Since this last was visibly true, some elders investigated. Finding no sign of the monster and no place in which it could hide, they settled for beating the children, who settled for making a detour around the monster-spot, and nothing more occurred for a while.
The following spring the episode was repeated. This time an older girl was present but she could add only that the monster seemed to be rushing flat out along the ground without moving at all. And there was a scraped place in the dirt. Again nothing was found; an evil-ward in a cleft stick was placed at the spot.

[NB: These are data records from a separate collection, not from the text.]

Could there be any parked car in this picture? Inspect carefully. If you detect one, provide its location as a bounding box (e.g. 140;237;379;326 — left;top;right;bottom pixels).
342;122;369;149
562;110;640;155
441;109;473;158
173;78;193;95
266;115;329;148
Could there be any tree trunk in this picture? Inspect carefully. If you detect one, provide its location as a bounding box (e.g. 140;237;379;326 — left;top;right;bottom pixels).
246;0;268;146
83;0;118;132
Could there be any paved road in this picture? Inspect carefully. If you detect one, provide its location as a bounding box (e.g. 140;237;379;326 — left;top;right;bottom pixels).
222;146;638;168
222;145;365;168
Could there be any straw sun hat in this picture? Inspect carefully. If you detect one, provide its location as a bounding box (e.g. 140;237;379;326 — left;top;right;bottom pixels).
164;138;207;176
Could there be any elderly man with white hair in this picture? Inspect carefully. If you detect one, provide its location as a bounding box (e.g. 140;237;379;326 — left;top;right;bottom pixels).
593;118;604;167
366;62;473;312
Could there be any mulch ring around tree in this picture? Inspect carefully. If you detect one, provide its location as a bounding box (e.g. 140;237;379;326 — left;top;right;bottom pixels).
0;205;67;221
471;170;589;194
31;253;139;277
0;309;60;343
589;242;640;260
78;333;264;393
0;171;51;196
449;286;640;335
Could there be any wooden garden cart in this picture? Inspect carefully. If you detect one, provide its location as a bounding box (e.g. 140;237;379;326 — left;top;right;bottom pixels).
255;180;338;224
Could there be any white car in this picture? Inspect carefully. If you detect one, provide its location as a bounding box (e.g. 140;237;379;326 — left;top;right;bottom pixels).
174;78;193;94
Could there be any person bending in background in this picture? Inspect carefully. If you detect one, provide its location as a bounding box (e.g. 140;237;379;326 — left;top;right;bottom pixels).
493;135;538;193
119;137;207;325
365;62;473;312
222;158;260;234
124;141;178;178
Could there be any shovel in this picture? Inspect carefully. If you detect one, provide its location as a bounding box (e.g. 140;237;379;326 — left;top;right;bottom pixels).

When the same thing happened for the third time a year later, the detour was extended and other charm-wands were added. But since no harm seemed to come of it and the brown people had seen far worse, sheep-tending resumed as before. A few more instantaneous apparitions of the monster were noted, each time in the spring.
At the end of the third decade of the new era a tall old man limped down the hills from the south, pushing his pack upon a bicycle wheel. He camped on the far side of the crater, and soon found the monster-site. He attempted to question people about it, but no one understood him, so he traded a knife for some meat. Although he was obviously feeble, something about him dissuaded them from killing him, and this proved wise because he later assisted the women to treat several sick children.
He spent much time around the place of the apparition and was nearby when it made its next appearance. This excited him very much, and he did several inexplicable but apparently harmless things, including moving his camp into the crater by the trail. He stayed on for a full year watching the site and was close by for its next manifestation. After this he spent a few days making a charmstone for the spot and then left, northward, hobbling, as he had come.
More decades passed. The crater eroded and a rain-gully became an intermittent steamlet across one edge of the basin. The brown people and their sheep were attacked by a band of grizzled men, after which the survivors went away eastward. The winters of what had been Idaho was now frost-free; aspen and eucalyptus sprouted in the moist plain. Still the crater remained treeless, visible as a flat bowl of grass, and the bare place at the center remained. The skies cleared somewhat.
After another three decades a larger band of black people with ox-drawn carts appeared and stayed for a time, but left again when they too saw the thunderclap-monster. A few other vagrants straggled by.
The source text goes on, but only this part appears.